Kundenzuwachs, Fastweb und Sondereffekte prägen den Halbjahresabschluss positiv

Bern, (PresseBox) - Der Halbjahresabschluss von Swisscom wird durch die Übernahme von Fastweb beeinflusst. Der Umsatz stieg vor allem wegen dem Einbezug des italienischen Breitbandanbieters per 22. Mai 2007 um 6,7% auf CHF 5,09 Mrd. Die Steigerung des Betriebsergebnisses (EBITDA) um 12,6% auf CHF 2,04 Mrd. ist hauptsächlich auf Fastweb und Sondereffekte zurückzuführen, die das Ergebnis im Vorjahr belastet haben. Die Ergebnisse von Fastweb liegen im Rahmen des Geschäftsplans, der Basis für die Übernahme war. Im Schweizer Geschäft hält der erfreuliche Kundenzuwachs an: Die Zahl der Festnetz-, Breitband- und Mobilfunkanschlüsse in der Schweiz erreichte insgesamt die 10-Mio.-Grenze. Dazu kommen 1,2 Mio. Kunden von Fastweb. Auf Grund des Rückkaufs der Minderheitsanteile von 25% an Swisscom Mobile stieg der auf die Aktionäre von Swisscom AG entfallende Reingewinn um 23,5% auf CHF 936 Mio. Swisscom erwartet für das ganze Geschäftsjahr einen Nettoumsatz von CHF 11,2 Mrd. bis 11,3 Mrd. und ein Betriebsergebnis (EBITDA) von CHF 4,4 Mrd. bis 4,5 Mrd. Darin enthalten ist Fastweb mit einem Umsatz von rund CHF 1,8 Mrd. und einem EBITDA von rund CHF 0,6 Mrd. ab Übernahme.

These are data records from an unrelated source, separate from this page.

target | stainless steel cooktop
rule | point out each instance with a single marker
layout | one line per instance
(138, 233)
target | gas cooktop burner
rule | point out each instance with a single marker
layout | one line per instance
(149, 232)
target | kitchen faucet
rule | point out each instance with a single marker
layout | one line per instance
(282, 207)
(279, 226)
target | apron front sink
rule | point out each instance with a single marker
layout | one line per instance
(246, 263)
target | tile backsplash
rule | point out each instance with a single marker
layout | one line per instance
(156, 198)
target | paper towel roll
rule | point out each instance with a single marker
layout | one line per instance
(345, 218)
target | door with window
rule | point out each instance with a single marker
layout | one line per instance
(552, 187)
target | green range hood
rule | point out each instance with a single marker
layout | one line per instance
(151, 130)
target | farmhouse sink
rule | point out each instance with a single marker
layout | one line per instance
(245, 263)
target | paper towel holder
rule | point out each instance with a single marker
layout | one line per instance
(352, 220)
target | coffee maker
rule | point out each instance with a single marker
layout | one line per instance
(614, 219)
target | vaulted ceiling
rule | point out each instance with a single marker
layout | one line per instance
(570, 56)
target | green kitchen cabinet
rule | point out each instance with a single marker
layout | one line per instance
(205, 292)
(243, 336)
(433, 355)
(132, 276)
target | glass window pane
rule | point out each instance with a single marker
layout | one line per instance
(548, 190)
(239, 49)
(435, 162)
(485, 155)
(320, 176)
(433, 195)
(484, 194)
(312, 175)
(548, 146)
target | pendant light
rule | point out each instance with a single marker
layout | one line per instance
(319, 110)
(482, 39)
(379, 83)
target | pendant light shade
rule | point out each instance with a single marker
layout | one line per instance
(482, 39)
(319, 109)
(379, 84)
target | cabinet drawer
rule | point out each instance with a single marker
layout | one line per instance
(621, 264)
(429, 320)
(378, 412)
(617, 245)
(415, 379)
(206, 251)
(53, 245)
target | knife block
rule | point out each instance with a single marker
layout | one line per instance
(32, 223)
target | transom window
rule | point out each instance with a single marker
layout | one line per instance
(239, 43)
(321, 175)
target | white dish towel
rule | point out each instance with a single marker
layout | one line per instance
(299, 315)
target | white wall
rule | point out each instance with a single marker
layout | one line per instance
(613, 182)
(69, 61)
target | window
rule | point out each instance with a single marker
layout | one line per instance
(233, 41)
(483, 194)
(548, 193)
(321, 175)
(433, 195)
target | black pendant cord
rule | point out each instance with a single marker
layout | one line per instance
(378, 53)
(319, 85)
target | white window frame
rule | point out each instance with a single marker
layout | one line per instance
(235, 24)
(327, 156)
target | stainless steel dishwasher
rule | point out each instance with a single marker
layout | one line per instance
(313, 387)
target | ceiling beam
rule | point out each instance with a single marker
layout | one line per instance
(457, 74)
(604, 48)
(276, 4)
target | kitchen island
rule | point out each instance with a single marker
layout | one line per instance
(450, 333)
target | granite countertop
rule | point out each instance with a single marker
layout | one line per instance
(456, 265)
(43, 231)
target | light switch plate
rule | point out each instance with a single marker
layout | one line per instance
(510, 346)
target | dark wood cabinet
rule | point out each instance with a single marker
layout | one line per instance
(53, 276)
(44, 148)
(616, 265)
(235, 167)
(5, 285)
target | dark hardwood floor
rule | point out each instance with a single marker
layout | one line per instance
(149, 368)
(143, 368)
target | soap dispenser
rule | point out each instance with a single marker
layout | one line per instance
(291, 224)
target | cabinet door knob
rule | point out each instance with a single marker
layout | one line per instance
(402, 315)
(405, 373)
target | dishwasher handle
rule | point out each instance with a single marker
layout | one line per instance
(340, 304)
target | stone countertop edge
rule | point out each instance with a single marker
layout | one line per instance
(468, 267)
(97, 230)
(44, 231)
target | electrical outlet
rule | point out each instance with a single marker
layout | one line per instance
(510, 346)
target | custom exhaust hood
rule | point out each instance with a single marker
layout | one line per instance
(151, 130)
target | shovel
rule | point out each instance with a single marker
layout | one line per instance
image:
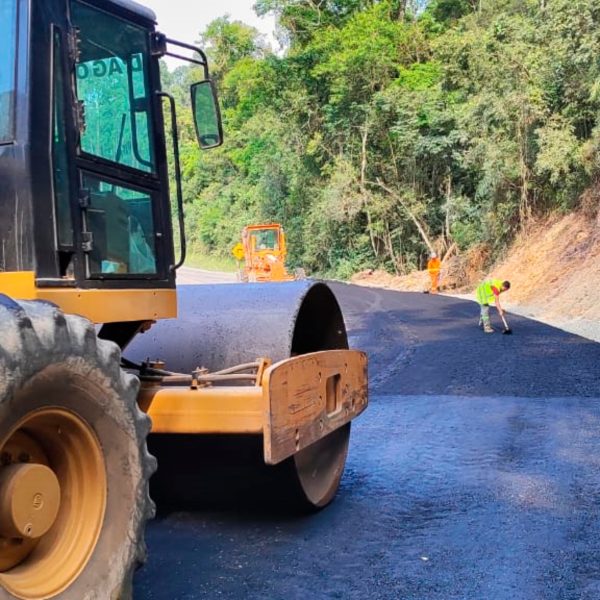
(507, 329)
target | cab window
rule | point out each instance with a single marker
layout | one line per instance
(113, 86)
(8, 46)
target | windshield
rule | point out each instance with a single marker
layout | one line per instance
(264, 239)
(112, 83)
(8, 43)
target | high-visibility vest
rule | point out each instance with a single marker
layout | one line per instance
(434, 265)
(484, 292)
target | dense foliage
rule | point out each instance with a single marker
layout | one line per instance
(388, 128)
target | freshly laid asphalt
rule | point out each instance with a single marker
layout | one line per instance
(473, 474)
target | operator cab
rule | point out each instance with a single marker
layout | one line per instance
(84, 194)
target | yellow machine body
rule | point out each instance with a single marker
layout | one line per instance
(265, 252)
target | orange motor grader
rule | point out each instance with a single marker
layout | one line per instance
(264, 253)
(106, 367)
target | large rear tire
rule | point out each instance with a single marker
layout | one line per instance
(74, 467)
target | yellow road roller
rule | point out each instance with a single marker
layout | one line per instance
(101, 356)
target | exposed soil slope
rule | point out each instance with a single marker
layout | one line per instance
(554, 269)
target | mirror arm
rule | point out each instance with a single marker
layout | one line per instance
(159, 43)
(180, 216)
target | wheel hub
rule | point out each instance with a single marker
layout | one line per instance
(29, 500)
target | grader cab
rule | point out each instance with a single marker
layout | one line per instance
(98, 347)
(265, 252)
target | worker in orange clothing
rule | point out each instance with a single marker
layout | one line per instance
(434, 266)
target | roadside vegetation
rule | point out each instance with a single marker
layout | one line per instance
(388, 128)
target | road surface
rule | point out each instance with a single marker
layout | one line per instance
(474, 474)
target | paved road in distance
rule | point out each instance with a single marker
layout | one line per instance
(474, 474)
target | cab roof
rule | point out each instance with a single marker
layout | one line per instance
(136, 8)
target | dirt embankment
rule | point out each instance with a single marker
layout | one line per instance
(553, 267)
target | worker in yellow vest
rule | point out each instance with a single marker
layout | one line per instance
(434, 266)
(488, 292)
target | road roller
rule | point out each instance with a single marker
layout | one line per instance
(101, 355)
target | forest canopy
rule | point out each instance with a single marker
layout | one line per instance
(390, 128)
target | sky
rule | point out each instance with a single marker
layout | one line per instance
(185, 19)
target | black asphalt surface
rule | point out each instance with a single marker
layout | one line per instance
(473, 474)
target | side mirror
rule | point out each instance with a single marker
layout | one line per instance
(207, 117)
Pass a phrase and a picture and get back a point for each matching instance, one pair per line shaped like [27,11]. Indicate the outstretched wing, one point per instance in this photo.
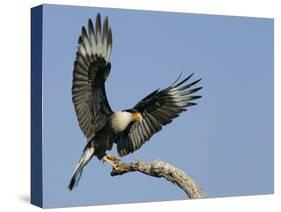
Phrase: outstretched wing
[91,69]
[158,109]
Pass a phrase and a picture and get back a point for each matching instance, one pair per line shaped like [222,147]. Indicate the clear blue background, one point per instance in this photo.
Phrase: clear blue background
[225,143]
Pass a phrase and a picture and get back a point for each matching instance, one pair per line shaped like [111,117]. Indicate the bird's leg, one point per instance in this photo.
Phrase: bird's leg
[110,159]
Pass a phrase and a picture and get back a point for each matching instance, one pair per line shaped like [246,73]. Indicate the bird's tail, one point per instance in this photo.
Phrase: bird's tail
[85,158]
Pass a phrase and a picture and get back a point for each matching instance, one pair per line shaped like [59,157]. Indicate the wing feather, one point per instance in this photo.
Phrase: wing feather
[158,109]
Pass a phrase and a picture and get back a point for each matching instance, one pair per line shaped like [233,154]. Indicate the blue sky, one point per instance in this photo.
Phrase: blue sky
[225,143]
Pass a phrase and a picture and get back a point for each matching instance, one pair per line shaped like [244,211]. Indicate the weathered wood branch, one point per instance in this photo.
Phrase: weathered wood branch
[159,168]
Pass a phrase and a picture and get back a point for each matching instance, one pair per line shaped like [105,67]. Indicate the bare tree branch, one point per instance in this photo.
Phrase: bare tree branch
[159,168]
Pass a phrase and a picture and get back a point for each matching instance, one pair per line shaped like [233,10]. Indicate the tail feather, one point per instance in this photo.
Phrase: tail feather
[86,157]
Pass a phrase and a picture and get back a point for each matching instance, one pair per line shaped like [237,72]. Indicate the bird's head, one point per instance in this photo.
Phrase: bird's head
[136,115]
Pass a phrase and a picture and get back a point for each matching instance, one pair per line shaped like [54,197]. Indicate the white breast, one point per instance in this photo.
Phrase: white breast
[120,121]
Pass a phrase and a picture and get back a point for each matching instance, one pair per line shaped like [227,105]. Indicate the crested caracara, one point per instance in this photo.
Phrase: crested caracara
[129,129]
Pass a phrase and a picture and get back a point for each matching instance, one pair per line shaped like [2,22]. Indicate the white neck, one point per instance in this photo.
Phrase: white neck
[120,121]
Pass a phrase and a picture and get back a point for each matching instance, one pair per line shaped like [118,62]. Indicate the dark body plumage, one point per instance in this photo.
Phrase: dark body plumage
[130,128]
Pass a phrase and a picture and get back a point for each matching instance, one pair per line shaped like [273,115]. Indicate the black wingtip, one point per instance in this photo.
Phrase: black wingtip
[184,80]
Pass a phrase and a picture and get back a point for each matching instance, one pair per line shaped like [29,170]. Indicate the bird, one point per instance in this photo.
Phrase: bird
[128,129]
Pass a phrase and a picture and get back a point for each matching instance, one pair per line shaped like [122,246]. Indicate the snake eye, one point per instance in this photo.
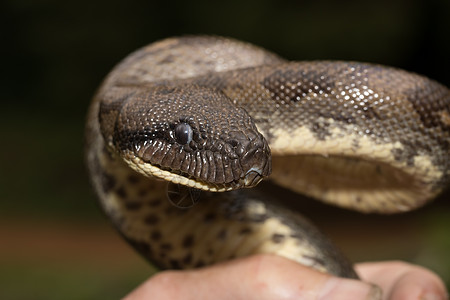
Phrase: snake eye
[183,133]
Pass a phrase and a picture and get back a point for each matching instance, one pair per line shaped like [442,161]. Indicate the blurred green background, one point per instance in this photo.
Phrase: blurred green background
[55,243]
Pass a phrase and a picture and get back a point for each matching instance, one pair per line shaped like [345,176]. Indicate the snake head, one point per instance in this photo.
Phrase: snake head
[192,136]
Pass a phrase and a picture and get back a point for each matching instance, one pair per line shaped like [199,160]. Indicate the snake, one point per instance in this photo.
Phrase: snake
[181,132]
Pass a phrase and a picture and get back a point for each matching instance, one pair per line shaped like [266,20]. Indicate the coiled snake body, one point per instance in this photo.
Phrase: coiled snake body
[215,114]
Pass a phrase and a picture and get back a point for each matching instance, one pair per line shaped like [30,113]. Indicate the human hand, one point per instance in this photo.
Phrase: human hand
[272,277]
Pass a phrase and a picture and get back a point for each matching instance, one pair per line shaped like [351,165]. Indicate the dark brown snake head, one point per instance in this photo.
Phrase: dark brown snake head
[207,144]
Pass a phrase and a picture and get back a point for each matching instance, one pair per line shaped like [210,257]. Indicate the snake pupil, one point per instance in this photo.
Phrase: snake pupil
[183,133]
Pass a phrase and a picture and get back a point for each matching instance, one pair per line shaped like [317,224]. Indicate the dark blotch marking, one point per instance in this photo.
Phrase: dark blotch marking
[154,203]
[221,235]
[166,247]
[143,192]
[155,235]
[167,60]
[151,219]
[200,264]
[108,182]
[175,264]
[260,218]
[278,238]
[209,217]
[133,178]
[188,241]
[121,192]
[296,236]
[133,205]
[320,130]
[245,230]
[317,261]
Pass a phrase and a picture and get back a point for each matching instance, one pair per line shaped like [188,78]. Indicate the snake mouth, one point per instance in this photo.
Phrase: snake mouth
[251,178]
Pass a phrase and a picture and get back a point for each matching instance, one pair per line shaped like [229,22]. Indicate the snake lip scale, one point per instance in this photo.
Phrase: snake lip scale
[215,114]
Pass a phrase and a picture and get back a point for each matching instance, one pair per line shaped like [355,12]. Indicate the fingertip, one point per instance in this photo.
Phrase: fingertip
[401,280]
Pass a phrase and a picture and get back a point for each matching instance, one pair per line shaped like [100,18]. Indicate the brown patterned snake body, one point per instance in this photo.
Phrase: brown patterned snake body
[215,114]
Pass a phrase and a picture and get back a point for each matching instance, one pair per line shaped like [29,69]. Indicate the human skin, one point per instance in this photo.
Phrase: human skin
[265,277]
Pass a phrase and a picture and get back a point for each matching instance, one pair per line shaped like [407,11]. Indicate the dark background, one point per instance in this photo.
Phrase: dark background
[55,242]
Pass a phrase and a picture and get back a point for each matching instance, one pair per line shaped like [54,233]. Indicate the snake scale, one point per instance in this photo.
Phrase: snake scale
[213,114]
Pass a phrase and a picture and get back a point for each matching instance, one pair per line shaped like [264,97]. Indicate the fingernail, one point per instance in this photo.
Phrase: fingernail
[340,289]
[432,296]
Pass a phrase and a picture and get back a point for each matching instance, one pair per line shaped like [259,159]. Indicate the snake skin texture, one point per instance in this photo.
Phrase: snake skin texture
[217,115]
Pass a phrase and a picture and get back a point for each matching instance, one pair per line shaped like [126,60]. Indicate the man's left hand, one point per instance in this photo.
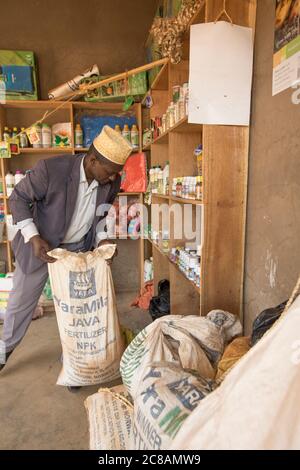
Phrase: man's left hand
[107,242]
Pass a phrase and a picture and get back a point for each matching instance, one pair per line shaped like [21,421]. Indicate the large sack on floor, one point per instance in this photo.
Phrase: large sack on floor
[257,405]
[167,395]
[110,416]
[192,342]
[87,317]
[232,354]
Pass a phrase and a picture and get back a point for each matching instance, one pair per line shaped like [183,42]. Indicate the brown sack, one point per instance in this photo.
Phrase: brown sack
[234,351]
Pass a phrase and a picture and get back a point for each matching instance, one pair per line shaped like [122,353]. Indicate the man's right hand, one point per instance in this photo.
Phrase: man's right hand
[40,249]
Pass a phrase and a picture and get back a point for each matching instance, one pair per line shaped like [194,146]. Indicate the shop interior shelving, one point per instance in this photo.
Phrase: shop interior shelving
[23,114]
[222,211]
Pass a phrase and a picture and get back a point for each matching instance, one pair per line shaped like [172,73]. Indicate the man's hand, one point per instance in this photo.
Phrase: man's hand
[40,248]
[107,242]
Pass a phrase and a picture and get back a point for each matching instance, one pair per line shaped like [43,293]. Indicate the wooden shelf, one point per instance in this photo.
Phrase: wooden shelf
[181,126]
[44,151]
[130,194]
[39,104]
[85,149]
[173,264]
[160,82]
[195,202]
[178,199]
[160,196]
[24,113]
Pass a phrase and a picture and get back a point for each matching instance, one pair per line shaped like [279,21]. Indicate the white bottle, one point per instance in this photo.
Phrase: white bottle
[46,136]
[10,183]
[18,176]
[165,178]
[38,130]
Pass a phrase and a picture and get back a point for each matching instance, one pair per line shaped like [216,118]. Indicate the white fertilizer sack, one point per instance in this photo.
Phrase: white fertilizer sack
[110,417]
[87,317]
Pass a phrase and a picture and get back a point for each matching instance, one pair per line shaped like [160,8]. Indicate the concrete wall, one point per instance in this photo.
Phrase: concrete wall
[69,36]
[273,222]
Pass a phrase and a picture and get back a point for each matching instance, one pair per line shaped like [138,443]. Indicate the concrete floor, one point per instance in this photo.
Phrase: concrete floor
[35,413]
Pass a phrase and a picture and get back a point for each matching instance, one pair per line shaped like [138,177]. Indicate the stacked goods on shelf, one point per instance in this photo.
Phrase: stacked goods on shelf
[134,174]
[123,220]
[40,135]
[18,71]
[19,117]
[176,111]
[159,179]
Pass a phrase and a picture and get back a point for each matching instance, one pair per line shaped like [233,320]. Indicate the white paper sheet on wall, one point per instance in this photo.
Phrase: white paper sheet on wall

Der Halbjahresabschluss wird stark durch die Übernahme und erstmalige Konsolidierung von Fastweb per 22. Mai 2007 beeinflusst. Das Geschäft des italienischen Breitbandanbieters hat sich im ersten Halbjahr 2007 auf den Umsatz mit CHF 281 Mio. und auf den EBITDA mit CHF 79 Mio. ausgewirkt.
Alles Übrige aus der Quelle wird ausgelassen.